More Than Half of Palestinian Arab ‘Journalists’ in Gaza Are Terrorist Sympathizers, a Report Claims

It takes a special kind of naïveté to suggest that those who delight in the slaughter of civilians will suddenly become respecters of journalistic objectivity.

AP/Yousef Masoud
Palestinians wave their national flag and celebrate by a destroyed Israeli tank at the Gaza Strip fence east of Khan Younis, October 7, 2023. AP/Yousef Masoud

The deaths  of two Palestinian Arab reporters traveling with a Hamas attack drone operator in Gaza highlight the blurriness of the line between journalism and terrorism in the current conflict. Were Mustafa Thuria and Hamza Wael al-Dadouh simply documenting the story of a Hamas terrorist who was flying a suicide drone at Israeli troops? Or were they active participants in Hamas combat operations against the IDF?

Questions about the role of the Palestinian Arab press in the Gaza conflict first arose in November, when concerns were raised about the role played by some freelance photojournalists working for major news outlets covering the Hamas terrorist attacks of October 7. 

One such cameraman, Hassan Esliah, was sacked by AP and CNN after photos showed him celebrating at a knocked-out Israeli tank. He also posted video footage on social media of himself riding into Israel on the back of a Hamas motorcycle behind a rider grasping a hand grenade.

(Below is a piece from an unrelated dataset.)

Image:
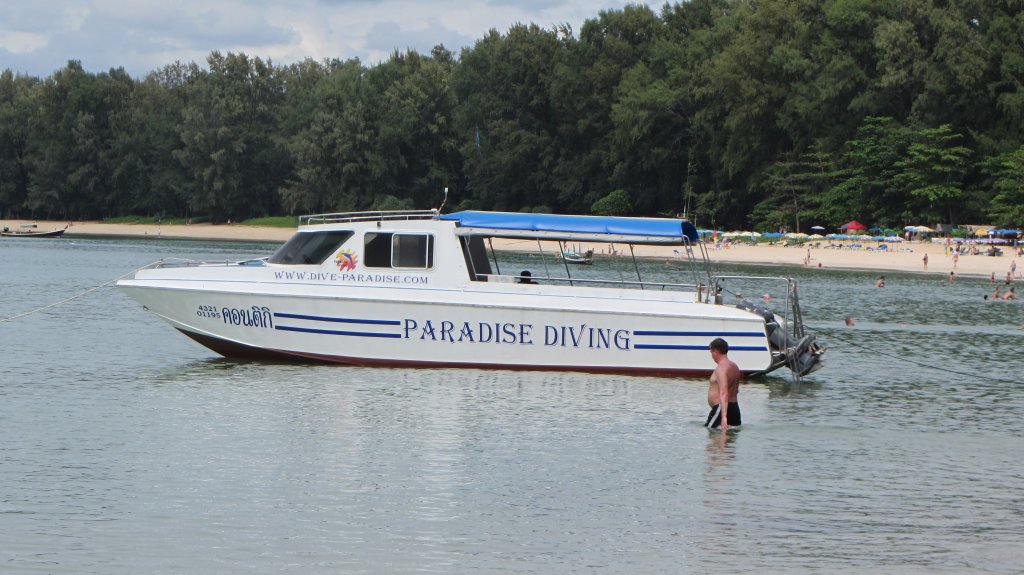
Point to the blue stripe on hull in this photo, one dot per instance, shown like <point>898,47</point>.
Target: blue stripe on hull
<point>336,333</point>
<point>339,319</point>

IDF intelligence sources cited captured enemy documents proving that Mustafa Thuria was a deputy squad leader in the Hamas Gaza City Brigade and Hamza Wael al-Dadouh commanded a Palestinian Islamic Jihad rocket detachment.

Quelle surprise.

The Committee for Protecting Journalists, a non-governmental organization, has been critical of Israel over what it alleges are unjustified deaths of innocent reporters just going about their journalistic business. Yet British investigative journalist David Collier has done a deep dive  into such allegations by CJP.

“I went looking for the social media accounts of the 107 journalists who had been named,” Mr. Collier writes. “I successfully found 100 of them.”

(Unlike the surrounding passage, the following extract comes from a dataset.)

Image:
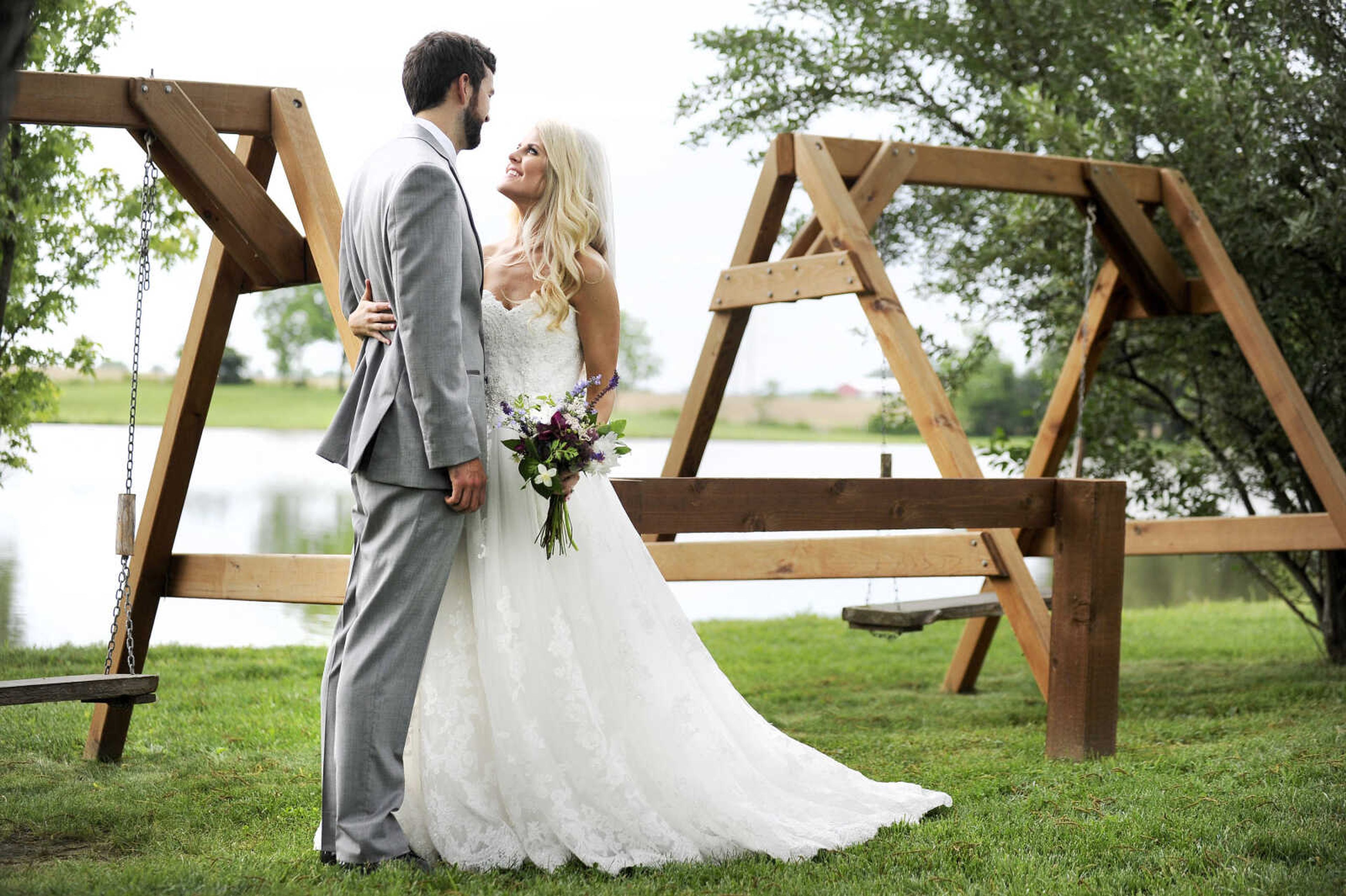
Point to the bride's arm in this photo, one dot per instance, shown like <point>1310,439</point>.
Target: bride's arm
<point>599,322</point>
<point>372,318</point>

In a 54-page report , Mr. Collier documents how more than half of those “journalists” were moonlighting as Hamas or Palestinian Jihad activists. He also found that almost three-quarters of those activists published social media posts lauding terrorist attacks against Israel and Jews.

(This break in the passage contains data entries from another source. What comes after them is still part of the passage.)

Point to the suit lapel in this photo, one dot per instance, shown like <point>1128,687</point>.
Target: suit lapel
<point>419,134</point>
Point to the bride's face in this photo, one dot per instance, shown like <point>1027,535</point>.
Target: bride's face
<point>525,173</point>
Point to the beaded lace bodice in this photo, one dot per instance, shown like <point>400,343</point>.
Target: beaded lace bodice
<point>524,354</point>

For example, a Hamas-affiliated radio presenter, Duaa Sharaf, wrote the following after a 2022 terrorist attack in which three Israeli Jews were shot by Palestinian ISIS supporters: “Kill them, may Allah punish them with your hands and humiliate them.”

Ms. Sharaf was included in CPJ’s list of journalist casualties. As was Ahmed Shehab, who spent 23 years in an Israeli prison for terrorist activity and was described in his Palestinian Islamic Jihad death notice as holding the military rank of “commander.”

The double life of a Palestinian journo-terrorist like Shehab runs contrary both to the laws of armed conflict and the canon of journalistic ethics. More broadly, it takes a special type of naïveté — or cynical fabrication — to argue that those who delight in the slaughter of civilians will suddenly become respecters of journalistic objectivity.